Mr Geddes said lot feeding offered certainty of return and quicker turnover of stock.

"It allows us to run more bullocks in the paddock and turnoff at a younger age. The feedlot is the best bullock paddock of the lot," Mr Geddes said.

"We mostly contract them before they go on feed so we know what we're getting for them and know in advance what the feed costs will be because they are locked in three months in advance."

A typical draft is weaned at 9-12 months and de-pastured on buffel grass on river country at Gogango before being trucked south for feeding.

"We feed cattle that we buy in and we breed, and nothing is doing better than the Brahmans," Mr Geddes said.

"Where a Euro-cross might be gaining 2.2 to 2.6kg a day, it's eating 16kg compared to the Brahman that's eating 13kg. The feed conversion is great and that means more profit."

Waterfall Feedlot owner Robert Maudsley said the quality of Brahmans had improved steadily over the past decade and the breed's performance on grain was on par with other breeds.

"Brahmans don't eat as much as other breeds but they do just as good as the other breeds in terms of weight gain," Mr Maudsley said.

Typical weight gains for the Kirk's Brahmans are 2.7kg/day for steers and 2.3kg/day for heifers, across 100 days on grain.

In May the Kirks killed a line of their No. 9 steers and the lead of their No.0 steers, with impressive results. The 154 steers averaged 598kg on the hoof, dressing out at 327kg or 54.9%. The tops of the line dressed out at 60.7%, with 86% having a dressing percentage above 53%.

Mr Geddes said the line returned an average rate of 385c/kg with more than half of the draft achieving the top grid price of 390c/kg.

Although profit margins fluctuate throughout the year due to input prices, Mr Geddes said the feed conversion efficiency of Brahmans helped keep profits in the black.

"If you can get more than two kilos a day in weight gain you're keeping your nose in front," he said.

"We're averaging 335 to 345 kilos dressed at two years of age and this gives us an average return of about 369 cents across the year. Most are milk or two tooths, generally with 13 to 15 mm of fat at the P8 site."

On arriving at the feedlot the cattle are treated with growth promotant, drenched, dipped and tagged.

"This costs about $13.60 a head but if you don't do it you have about a 25% loss in daily weight gain," Mr Geddes said.

Selective breeding has also improved weight gains for the Kirk's cattle. Last year they purchased 15 bulls through Rockhampton Brahman Week Sale, paying $4850 average. They select herd bulls with good length and thickness and as well as eye appeal also take into consideration factors such as eye muscle scans and fat measurements.
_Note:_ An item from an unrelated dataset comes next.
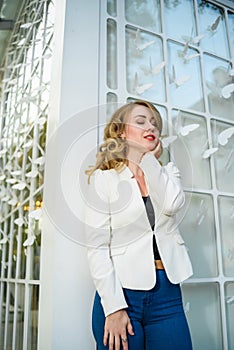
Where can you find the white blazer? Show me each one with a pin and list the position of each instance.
(119, 235)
Mr Geddes said the best practices used at Waterfall Feedlot ensured cattle remained healthy and gained the optimum amount of weight while on feed. The feedlot feeds a silage-based ration three times and day and water is changed every two days.

"We've never had a death and there's no hot feet," Mr Geddes said.

The feedlot was also chosen for its proximity to southern Queensland meatworks, such as Kilcoy.